- Dabaka Location in Assam, India Dabaka Dabaka (India)
- Coordinates: 26°06′56″N 92°52′07″E﻿ / ﻿26.1155°N 92.8685°E
- Country: India
- State: Assam
- District: Hojai
- Founded by: king Dobok
- Named after: King Dobok

Government
- • Type: Town committee
- • Body: Dabaka Town Committee
- Elevation: 61 m (200 ft)

Population (2001)
- • Total: 11,043

Languages
- • Official language: Assamese
- • Most spoken language: Sylheti
- Time zone: UTC+5:30 (IST)
- Postal code: 782440
- ISO 3166 code: IN-AS
- Vehicle registration: AS
- Nearest city: Hojai
- Sex ratio: 1.08 ♂/♀
- Literacy: 85%

= Dabaka =

Dabaka (/ˈdʌbəkə/ DUB-ə-kə), also called Doboka or Dobaka (/dəʊˈbəʊkə, dəˈ-/ doh-BOH-kə-,_-də--), is a town in Hojai district (formerly in Nagaon district) of Assam state in India.
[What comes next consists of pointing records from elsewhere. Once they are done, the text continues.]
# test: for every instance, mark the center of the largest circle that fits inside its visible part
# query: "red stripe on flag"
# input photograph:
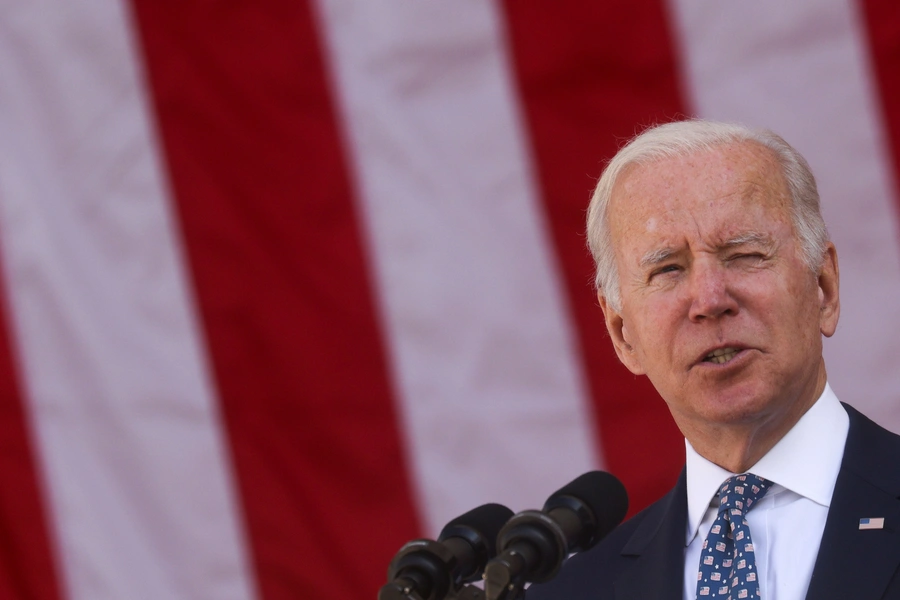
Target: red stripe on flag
(261, 183)
(27, 564)
(883, 24)
(591, 77)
It is a commercial place situated in the central part of Assam.

==Demographics==
As of the 2001 Indian census, Dabaka had a population of 11,043. Males constitute 51% of the population and females 49%. Dabaka has an average literacy rate of 85%, much higher than the national average of 66.5%: male literacy is 88% and, female literacy is 79%. 12% of the population is under 6 years of age. Although its currently promising a center of education in Hojai District.

Assamese is the official languages of this place.

==Location==
Dabaka is located at an elevation of 61 m above MSL.

Dabaka is connected by National Highway 27 to Nagaon and by National Highway 29 to Dimapur. Its location provides great commercial advantage.

==Culture==
Dabaka's culture is a blend of traditional festivals, food, music and theatres. The town offers a complex and diverse lifestyle with a variety of food, entertainment and night life, available in a form and abundance comparable to that in other towns of Assam. Doboka's history as a trading centre has led to a diverse range of cultures, religions and cuisines coexisting in the town. This blend of cultures is due to the migration of people from all over Assam since the British period. The majority of the residents are Sylheti -speaking Muslims with a notable number of Hindus which have over numbered the indigenous Assamese communities.
Dabaka's residents celebrate both Western and Indian festivals along with indigenous festivals. Diwali, Holi, Eid, Christmas, Navratri, Good Friday, Bihu, Moharram, Durga Puja and Maha Shivratri are some of the festivals held in the town.

==Economy==
Doboka has been one of the leading town after Hojai town in International Agar Exportation to Middle Eastern countries, Bangkok, Laos, Singapore etc.
Dabaka is one of the developed town of Assam and it ranked 10th position in Highest per capita income in Assam.

===Farming===
Lower-class families are engaged with farming of mostly rice, wheat and sugarcane.

Though it has very little land for farming, it has produced huge amount of rice production. The natural fertility of the soil behind the foothills accelerate the production of farming.